Myrtle, the Obnoxious Ghost Roommate: The New Puppy
Get a dog, they said. It’ll be fun, they said.
I have never seen an animal so happy to be adopted. And when I first brought him home, that lab-mix puppy adored me. Until Myrtle.
When he ran out of the kennel into the house, the little chocolate lab puppy needed to sniff everything that his twitchy black nose could reach. But only in the same room I was in. For the first week, that dog followed me every time I got up. He would sit and cock his head at me while he watched me take a piss. When I cooked dinner, he’d lay at my feet next to the stove. If bits of food landed on the floor, he would pop up and snatch it with his tongue before I had a chance to take it away. As I ate, he literally gave me the puppy dog eyes waiting for his share of my dinner.

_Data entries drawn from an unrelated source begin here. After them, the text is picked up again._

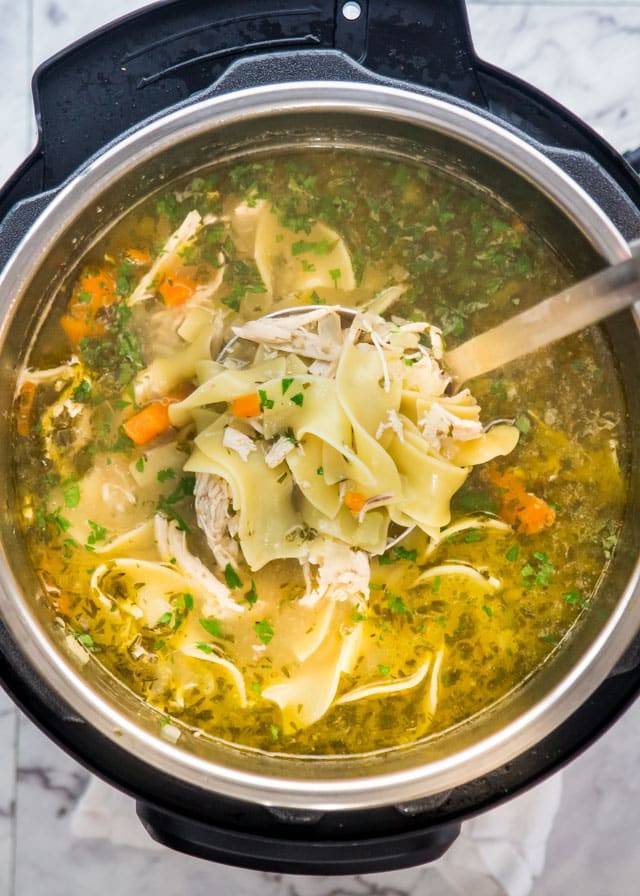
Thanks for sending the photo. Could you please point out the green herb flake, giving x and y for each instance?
(212, 627)
(499, 389)
(71, 494)
(96, 533)
(396, 604)
(264, 630)
(231, 577)
(473, 535)
(539, 571)
(82, 392)
(166, 474)
(319, 247)
(86, 640)
(251, 596)
(204, 647)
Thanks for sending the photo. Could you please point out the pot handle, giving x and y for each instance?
(295, 851)
(164, 55)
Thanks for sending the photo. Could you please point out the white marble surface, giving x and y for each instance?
(587, 54)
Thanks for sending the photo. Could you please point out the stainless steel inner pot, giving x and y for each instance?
(266, 119)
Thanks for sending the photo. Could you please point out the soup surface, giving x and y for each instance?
(309, 544)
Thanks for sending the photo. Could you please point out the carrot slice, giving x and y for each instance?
(76, 329)
(149, 423)
(246, 405)
(354, 501)
(520, 508)
(177, 290)
(139, 256)
(24, 408)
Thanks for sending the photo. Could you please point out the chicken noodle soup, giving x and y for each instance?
(310, 543)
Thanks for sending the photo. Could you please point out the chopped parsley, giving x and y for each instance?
(512, 553)
(397, 553)
(96, 533)
(71, 494)
(251, 596)
(472, 536)
(539, 571)
(82, 392)
(319, 247)
(86, 640)
(116, 356)
(396, 604)
(204, 647)
(212, 627)
(264, 630)
(499, 389)
(231, 577)
(166, 474)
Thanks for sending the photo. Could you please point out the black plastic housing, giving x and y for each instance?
(167, 54)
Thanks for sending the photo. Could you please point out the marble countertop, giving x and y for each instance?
(586, 54)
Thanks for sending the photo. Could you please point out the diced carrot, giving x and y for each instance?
(176, 290)
(354, 501)
(148, 423)
(24, 408)
(520, 508)
(63, 604)
(76, 329)
(93, 291)
(139, 256)
(246, 405)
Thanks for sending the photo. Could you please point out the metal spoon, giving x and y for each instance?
(606, 293)
(609, 291)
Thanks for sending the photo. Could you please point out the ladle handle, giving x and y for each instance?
(611, 290)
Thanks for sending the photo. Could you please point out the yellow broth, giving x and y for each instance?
(470, 262)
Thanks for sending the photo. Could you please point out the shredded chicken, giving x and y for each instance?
(172, 547)
(212, 502)
(291, 333)
(342, 573)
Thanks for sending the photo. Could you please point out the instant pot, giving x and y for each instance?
(175, 87)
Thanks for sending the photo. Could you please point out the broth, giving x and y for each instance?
(464, 262)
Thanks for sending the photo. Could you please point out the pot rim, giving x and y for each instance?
(83, 189)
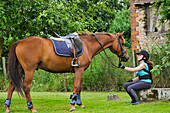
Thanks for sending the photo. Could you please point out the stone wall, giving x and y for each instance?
(145, 29)
(154, 94)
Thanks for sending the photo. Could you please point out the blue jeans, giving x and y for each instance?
(137, 85)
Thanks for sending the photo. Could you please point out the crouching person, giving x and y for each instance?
(143, 79)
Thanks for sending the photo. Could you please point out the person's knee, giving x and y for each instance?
(129, 88)
(125, 86)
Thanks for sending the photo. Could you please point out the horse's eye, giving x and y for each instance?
(123, 44)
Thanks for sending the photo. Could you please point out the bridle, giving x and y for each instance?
(120, 56)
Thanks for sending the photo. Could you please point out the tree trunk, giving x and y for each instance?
(65, 82)
(4, 68)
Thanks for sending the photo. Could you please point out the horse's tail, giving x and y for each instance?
(13, 69)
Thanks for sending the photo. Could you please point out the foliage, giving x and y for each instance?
(122, 23)
(164, 10)
(21, 19)
(57, 102)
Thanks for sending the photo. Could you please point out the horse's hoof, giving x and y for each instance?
(82, 106)
(72, 110)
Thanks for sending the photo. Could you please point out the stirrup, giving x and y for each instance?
(72, 62)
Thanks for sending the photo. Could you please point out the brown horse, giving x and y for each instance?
(33, 53)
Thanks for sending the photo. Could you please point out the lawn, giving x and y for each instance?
(58, 102)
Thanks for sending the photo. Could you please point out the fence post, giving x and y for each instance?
(4, 69)
(65, 82)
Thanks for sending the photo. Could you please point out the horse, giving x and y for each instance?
(33, 53)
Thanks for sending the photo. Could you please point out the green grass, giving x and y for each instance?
(58, 102)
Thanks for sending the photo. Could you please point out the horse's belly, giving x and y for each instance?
(57, 64)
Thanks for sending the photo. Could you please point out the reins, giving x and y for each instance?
(113, 65)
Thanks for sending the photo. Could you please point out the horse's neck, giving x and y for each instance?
(93, 45)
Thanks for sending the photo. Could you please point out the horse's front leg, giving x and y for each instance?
(8, 100)
(77, 89)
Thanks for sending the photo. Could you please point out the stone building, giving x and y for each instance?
(144, 25)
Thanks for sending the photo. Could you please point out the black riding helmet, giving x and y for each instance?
(144, 53)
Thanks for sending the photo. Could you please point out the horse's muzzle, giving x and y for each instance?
(124, 58)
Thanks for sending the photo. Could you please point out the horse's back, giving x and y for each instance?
(32, 50)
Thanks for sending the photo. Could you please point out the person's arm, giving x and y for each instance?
(136, 79)
(140, 67)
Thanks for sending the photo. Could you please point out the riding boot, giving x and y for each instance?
(133, 100)
(132, 92)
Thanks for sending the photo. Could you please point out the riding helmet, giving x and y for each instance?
(144, 53)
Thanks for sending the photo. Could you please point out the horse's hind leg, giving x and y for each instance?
(8, 100)
(77, 89)
(27, 86)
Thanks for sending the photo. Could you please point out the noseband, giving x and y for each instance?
(122, 52)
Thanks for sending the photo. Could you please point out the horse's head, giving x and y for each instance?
(118, 47)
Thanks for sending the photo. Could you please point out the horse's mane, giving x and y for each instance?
(100, 33)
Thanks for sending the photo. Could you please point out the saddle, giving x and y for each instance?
(73, 43)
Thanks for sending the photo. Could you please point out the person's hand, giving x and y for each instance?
(121, 66)
(130, 80)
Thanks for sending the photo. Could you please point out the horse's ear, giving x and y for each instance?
(121, 33)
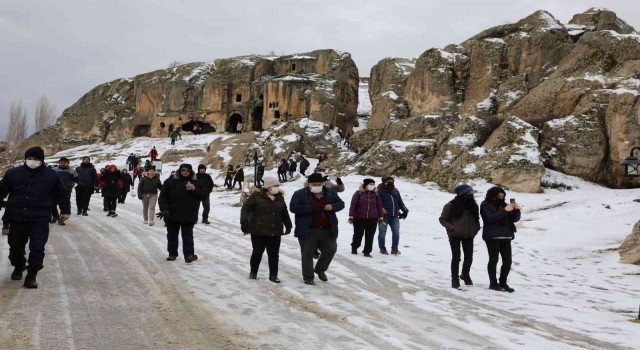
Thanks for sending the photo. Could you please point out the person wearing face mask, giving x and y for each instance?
(499, 229)
(265, 216)
(394, 210)
(179, 201)
(315, 208)
(461, 218)
(87, 182)
(68, 177)
(148, 194)
(31, 188)
(364, 213)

Myrtle had a problem with me bonding with the puppy.
After a couple of weeks, the puppy wasn’t following me around anymore. At first, I wasn’t concerned – I figured he’d gotten comfortable in his new home. But one day, I’m walked out of the kitchen, and I hear the puppy bouncing up the basement steps. I always keep the basement door closed. The puppy walks past without acknowledging me and starts scraping at the backdoor. I opened the door so he can take a shit in the yard. The puppy never looked at me.

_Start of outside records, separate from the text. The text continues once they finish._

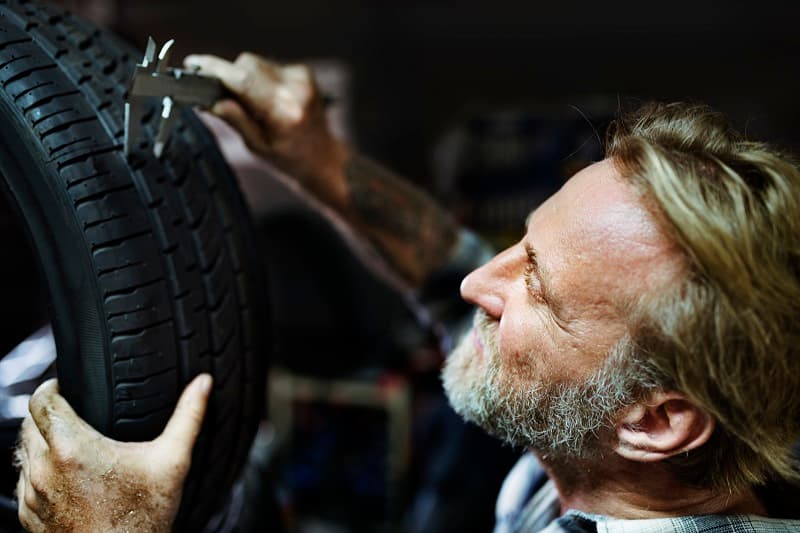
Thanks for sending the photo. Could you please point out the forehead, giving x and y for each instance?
(598, 243)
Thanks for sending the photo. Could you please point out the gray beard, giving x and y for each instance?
(559, 420)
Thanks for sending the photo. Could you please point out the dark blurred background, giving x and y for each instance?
(419, 67)
(490, 106)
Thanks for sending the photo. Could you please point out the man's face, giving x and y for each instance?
(535, 368)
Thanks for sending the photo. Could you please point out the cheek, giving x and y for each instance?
(523, 345)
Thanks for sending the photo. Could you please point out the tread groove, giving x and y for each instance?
(48, 99)
(66, 126)
(119, 240)
(142, 380)
(102, 194)
(26, 73)
(105, 271)
(62, 147)
(131, 289)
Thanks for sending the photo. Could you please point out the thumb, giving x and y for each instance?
(54, 417)
(185, 423)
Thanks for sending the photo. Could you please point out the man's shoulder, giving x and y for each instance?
(699, 524)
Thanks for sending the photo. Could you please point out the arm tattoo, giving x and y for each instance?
(411, 231)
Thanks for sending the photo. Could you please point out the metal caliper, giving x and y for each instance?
(153, 77)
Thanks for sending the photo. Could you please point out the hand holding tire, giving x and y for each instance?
(72, 478)
(280, 114)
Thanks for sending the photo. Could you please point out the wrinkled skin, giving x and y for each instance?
(72, 478)
(280, 114)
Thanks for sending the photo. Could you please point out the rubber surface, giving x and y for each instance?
(151, 270)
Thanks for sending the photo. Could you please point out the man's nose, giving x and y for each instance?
(488, 286)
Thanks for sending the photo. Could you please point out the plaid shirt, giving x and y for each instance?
(528, 502)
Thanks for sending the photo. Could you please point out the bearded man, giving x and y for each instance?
(641, 339)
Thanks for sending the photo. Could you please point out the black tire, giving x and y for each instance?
(150, 266)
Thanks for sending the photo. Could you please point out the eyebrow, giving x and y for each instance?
(542, 277)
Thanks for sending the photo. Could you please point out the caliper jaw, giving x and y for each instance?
(175, 87)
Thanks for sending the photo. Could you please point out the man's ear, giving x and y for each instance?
(663, 425)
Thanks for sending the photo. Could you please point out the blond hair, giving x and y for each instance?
(728, 334)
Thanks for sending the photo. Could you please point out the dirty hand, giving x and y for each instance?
(279, 113)
(72, 478)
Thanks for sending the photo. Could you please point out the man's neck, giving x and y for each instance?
(623, 489)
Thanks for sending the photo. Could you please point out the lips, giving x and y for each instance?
(476, 341)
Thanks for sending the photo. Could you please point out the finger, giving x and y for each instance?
(29, 519)
(54, 417)
(233, 77)
(184, 425)
(32, 445)
(251, 131)
(26, 493)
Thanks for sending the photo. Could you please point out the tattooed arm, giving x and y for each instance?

Ignoring me was phase one. Phase two was open hostility. The puppy changed from leaving a room when I entered to growling and bearing his teeth at me. I had to leave the kitchen after I set the puppy’s food down so he would eat. Opening the back door to let him piss or shit in the yard became a dance to keep him from drawing blood. A walk around the block was out of the question.
I still wonder how Myrtle turned that happy, doting puppy against me. She’s the anti-christ dog whisperer.
But she had beaten me. I had to take the wiggly, black puppy back to the shelter. I had named him Buddy. I shouldn’t have bothered.